Association of polymorphic variants of genes (HTR2A, MTNR1A, MTNR1B, CLOCK, DRD2) and insomnia in alcohol dependence syndrome

The majority of patients with alcohol dependence syndrome suffer from sleep disorders, particularly insomnia, associated with a number of critical clinical aspects, increased suicide risk, anxiety and depression. The authors of relevant publications indicate associations between polymorphic melatonin genes and melatonin metabolism and symptoms of sleep disorders. However, the literature review failed to reveal any studies on the role of genetic polymorphism of circadian rhythm regulators in sleep disorders in patients with alcohol dependence. Objective : to determine the associations of polymorphic variants of genes HTR2A, MTNR1A, MTNR1B, CLOCK, DRD2 with sleep disorders risk in alcohol dependence syndrome. Patients and methods . 307 patients with alcohol dependence syndrome were screened, including 61 women (21%) and 246 (79%) men (mean age – 41.92±7.9 years). The presence and severity of sleep disorders were assessed by the Insomnia Severity Index. In addition, 10 ml of venous blood sample was obtained from all participants.
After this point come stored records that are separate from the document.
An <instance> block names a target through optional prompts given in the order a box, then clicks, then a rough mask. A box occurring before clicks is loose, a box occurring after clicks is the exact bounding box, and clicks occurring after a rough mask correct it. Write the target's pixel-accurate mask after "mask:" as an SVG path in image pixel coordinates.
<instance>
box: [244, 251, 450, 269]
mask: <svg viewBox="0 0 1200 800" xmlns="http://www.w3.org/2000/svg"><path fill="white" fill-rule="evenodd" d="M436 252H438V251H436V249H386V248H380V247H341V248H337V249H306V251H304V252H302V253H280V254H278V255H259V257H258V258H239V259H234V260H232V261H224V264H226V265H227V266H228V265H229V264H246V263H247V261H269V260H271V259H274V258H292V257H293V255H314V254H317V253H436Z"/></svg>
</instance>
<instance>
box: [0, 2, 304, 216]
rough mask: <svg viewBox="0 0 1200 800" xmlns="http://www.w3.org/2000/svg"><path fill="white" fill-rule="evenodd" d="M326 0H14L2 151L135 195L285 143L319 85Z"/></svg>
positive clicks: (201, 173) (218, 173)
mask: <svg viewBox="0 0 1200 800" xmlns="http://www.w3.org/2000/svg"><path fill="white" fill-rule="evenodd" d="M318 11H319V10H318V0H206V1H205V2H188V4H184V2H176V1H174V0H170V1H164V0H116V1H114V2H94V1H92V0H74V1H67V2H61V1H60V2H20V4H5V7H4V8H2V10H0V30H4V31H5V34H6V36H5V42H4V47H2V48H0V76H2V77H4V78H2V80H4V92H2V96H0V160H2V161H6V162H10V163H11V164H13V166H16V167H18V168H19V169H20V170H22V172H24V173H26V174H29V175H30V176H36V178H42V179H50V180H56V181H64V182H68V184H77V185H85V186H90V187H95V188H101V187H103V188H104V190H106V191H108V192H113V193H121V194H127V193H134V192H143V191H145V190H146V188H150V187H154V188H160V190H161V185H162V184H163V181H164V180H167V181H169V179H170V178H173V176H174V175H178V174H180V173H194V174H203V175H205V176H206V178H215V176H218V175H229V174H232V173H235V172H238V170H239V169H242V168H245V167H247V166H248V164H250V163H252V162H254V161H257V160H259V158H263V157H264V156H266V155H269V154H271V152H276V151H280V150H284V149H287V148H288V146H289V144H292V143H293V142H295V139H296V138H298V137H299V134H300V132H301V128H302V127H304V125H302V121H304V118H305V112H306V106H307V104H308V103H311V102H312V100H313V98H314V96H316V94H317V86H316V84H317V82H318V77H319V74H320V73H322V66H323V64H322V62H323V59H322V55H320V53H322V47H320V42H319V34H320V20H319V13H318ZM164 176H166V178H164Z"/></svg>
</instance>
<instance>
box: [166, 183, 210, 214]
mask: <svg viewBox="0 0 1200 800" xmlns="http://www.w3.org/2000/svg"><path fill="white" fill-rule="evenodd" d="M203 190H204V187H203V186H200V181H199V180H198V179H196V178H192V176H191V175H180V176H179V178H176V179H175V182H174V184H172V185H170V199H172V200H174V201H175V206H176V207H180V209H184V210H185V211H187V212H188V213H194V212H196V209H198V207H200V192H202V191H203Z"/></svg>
Genotyping of single nucleotide variants of HTR2A (rs6313), MTNR1A (rs34532313), MTNR1B (rs10830963), CLOCK (rs1801260), DRD2 (rs1800497) genes was performed using real-time polymerase chain reaction. Statistical analysis of the data was conducted using parametric and nonparametric methods. Results and discussion . The carriage of the *G allele of the polymorphic variant of the MTNR1B (rs10830963) gene, and its genotypes are associated with a greater risk of insomnia than the carriage of *С/*С genotype. The carriage of the *С allele of the polymorphic variant of the CLOCK (rs1801260) gene, as well as the *С/*Т genotype, are associated with the presence of sleep disorders. No associations between polymorphic variants of the HTR2A (rs6313), DRD2 (rs1800497) genes and insomnia risk were detected in patients with alcohol dependence syndrome. Conclusion . The found associations reveal prospects for future research on melatonin's role in the pathophysiology of sleep disorders in patients with alcohol dependence and pathogenetic therapy for insomnia.